The Parliament now needs to approve the 2010 budget by Jan. 16 to release two loan payments the following month totaling 2.3 billion euros ($3.3 billion). That would include a delayed December transfer and advance payment of one slated for March. The EU said it may also release 1 billion euros as part of the delayed package.
Boc said he will maintain the 16 percent flat tax and 19 percent value-added tax next year and direct 20 percent of the budget toward investment. He also said today he will extend a tax exemption on re-invested profit into his new term.
Political Backdrop
Parliament originally ousted Boc in October, leading to the collapse of his Cabinet. Opposition lawmakers then rejected other candidates for premier nominated by President Traian Basescu before Basescu was re-elected in Dec. 6 elections.

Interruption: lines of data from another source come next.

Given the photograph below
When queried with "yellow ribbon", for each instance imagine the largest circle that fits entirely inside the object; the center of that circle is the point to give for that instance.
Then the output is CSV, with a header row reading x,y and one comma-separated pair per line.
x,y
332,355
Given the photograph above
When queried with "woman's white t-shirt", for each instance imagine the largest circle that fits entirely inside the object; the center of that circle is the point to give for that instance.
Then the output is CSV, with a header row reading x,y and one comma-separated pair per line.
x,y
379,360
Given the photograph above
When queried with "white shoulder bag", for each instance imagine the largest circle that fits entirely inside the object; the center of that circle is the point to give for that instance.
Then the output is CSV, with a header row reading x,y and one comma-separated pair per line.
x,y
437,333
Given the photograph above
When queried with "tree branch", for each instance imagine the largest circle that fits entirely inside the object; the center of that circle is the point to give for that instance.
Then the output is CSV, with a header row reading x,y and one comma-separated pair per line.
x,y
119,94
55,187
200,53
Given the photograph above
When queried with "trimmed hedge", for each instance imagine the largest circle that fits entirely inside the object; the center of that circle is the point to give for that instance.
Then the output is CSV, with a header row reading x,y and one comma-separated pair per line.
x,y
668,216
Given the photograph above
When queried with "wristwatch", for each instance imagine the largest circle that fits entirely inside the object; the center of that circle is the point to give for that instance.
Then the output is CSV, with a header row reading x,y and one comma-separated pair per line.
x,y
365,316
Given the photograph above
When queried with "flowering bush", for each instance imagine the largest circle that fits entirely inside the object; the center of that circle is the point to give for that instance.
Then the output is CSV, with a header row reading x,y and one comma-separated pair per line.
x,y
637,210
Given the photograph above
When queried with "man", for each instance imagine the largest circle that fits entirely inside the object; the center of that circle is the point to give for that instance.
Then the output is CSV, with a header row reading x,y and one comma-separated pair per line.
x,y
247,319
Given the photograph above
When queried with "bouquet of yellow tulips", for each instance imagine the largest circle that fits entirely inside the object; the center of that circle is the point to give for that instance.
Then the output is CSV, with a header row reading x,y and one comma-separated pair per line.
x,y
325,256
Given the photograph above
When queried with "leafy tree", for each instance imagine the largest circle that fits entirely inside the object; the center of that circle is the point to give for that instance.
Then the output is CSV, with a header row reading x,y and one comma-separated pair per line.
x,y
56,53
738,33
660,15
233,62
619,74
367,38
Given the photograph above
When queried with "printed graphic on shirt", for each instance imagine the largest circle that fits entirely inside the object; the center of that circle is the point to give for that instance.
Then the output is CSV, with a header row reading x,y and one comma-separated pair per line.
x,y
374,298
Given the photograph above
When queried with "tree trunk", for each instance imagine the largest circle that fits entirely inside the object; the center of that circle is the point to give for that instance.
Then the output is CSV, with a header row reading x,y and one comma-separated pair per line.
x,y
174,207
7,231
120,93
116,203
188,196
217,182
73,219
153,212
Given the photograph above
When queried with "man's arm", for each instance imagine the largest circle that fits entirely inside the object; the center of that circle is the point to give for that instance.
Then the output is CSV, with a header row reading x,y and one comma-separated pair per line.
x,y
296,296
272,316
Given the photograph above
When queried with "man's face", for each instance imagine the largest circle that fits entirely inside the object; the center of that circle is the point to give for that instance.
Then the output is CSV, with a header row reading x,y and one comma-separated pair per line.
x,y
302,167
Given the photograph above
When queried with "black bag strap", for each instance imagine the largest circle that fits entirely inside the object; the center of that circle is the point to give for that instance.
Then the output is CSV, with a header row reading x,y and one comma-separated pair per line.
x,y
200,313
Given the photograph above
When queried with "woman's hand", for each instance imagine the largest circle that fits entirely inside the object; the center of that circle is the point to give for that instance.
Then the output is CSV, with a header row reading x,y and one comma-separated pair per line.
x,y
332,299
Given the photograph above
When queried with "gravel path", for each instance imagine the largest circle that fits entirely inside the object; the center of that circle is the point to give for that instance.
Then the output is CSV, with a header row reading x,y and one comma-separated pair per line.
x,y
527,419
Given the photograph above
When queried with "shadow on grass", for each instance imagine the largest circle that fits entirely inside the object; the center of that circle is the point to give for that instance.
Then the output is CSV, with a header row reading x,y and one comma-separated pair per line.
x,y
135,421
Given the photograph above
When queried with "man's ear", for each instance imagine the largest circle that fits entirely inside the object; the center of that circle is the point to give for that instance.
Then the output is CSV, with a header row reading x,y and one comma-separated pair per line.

Basescu, won the election with 50.3 percent against 49.7 percent for opposition leader Mircea Geoana, a difference of 70,000 votes in the nation of 22 million. Geoana claimed fraud and appealed to the Constitutional Court, which upheld the results more than a week after the election. Basescu then re-nominated Boc, 43.
Romania is the most corrupt nation in the European Union, according to Berlin-based monitor Transparency International. The Balkan state joined the EU in January 2007 along with southern neighbor Bulgaria. More than 20 Cabinet ministers and former ministers have been accused by prosecutors of corruption and the EU in July warned Romania to accelerate steps to fight graft.
The vote backing the government included 167 members of Boc’s Liberal Democratic Party, which is loyal to Basescu, as well as 31 from the Democratic Union of Hungarians in Romania, an ethnic minority party. The rest came from independent lawmakers, other representatives of ethnic minorities, and defectors from the opposition.
‘Traitors’
Geoana, president of the Social Democratic Party, and Crin Antonescu, leader of the opposition National Liberals, said they will remain in opposition. The government has an “unstable” majority based on “traitors,” Geoana said.
“The anti-crisis and economic plans of this government are unclear and that is a principal reason for voting against this government,” Geoana said in a speech before the vote. “What we see he is a recipe for repeating mistakes of government in recent years.”
The leu strengthened as much as 0.7 percent to 4.1915 per euro, the highest intraday level since Sept. 30, in Bucharest after the vote. The currency fell to a seven-month low and bonds plunged after the Oct. 13 government collapse. The BET stock index rose 0.2 percent to 4661.38 after today’s vote.